Situation 2: Your friend tells you that they saw the lottery number in the news, and they remembered a few of the numbers on your ticket and that you got those right, but they don’t remember the rest of your ticket. Use $E_2$ as shorthand for the evidence available to us in Situation 2.

Situation 3: You watch the news and see the lottery ticket announced, and you check your ticket and the numbers all match! Use $E_3$ as shorthand for the evidence available to us in Situation 3.

One important thing to note upfront about all of this is that $P(W)$ is the same in all four situations – it is exactly one chance in a million. But, as we learn more and more about the winning ticket number, the way we think about our chances of winning changes. Here is how one might think about the various ways of calculating $P(W | E)$ for these situations.
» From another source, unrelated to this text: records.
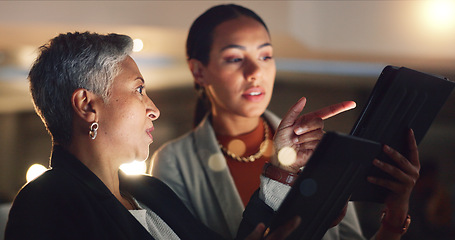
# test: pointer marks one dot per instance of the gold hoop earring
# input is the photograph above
(93, 130)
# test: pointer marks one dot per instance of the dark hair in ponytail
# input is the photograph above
(199, 43)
• In Situation 0, we have no evidence at all, so $P(W | E_0)$ is just $P(W)$. Since we don’t have any evidence, nothing changes.
• In Situation 1, the evidence from our friend is pretty unconvincing. But, there is a slim, slim chance that they already know you’re going to win for some reason and they are just trying to conceal their excitement. This is a very unlikely scenario, but it is possible, so $P(W | E_1)$ is a miniscule amount larger than $P(W)$ – but it doesn’t really make that much of a difference.
• In Situation 2, we have some concrete information from a fairly reliable source. We don’t have enough to know whether we won or not, but $P(W | E_2)$ will be much larger than $P(W)$, but will still be pretty small. Perhaps it will be something around 0.1% or so – much better than the 0.0001% we started with, but still not particularly good.
• In Situation 3, the if we read the TV screen correctly, and if this was really a new channel, then we definitely won the lottery. So, $P(W | E_3)$ is almost all the way up to 100% – the only doubts left would be whether we read our ticket correctly. Perhaps it is about 99.9%.

In terms of Bayes’ theorem,

$P(W | E_0) = \dfrac{P(E_0 | W)P(W)}{P(E_0)} \approx \dfrac{1*P(W)}{1} = P(W),$

$P(W | E_1) = \dfrac{P(E_1 | W) P(W)}{P(E_1)} \approx \dfrac{1*P(W)}{\text{number barely less than 1}} = P(W) + \text{very small number}.$

$P(W | E_2) = \dfrac{P(E_2 | W) P(W)}{P(E_2)} \approx \dfrac{1 * P(W)}{0.1} = 1000 P(W) = 0.1%,$

$P(W | E_3) = \dfrac{P(E_3 | W) P(W)}{P(E_3)} \approx \dfrac{0.999 * P(W)}{P(W)} = 99.9%.$

Something that is also worth noting here is that nothing particular “extraordinary” was required to leap from 0.0001% all the way up to 99.9%. All that happened is that we watched the news, and the fact that the news announced the correct lottery number is nothing surprising at all. This serves to debunk the claim that we sometimes see that “extraordinary claims require extraordinary evidence.” This is a false mantra, because it neglects the impact of Bayes’ theorem.

Conclusion

When thinking about how evidence affects the likelihood of various beliefs, it is important to remember the balance that Bayes’ theorem gives us. Every idea must be thought of as likely or unlikely not in a vacuum, but in light of the available alternative ideas.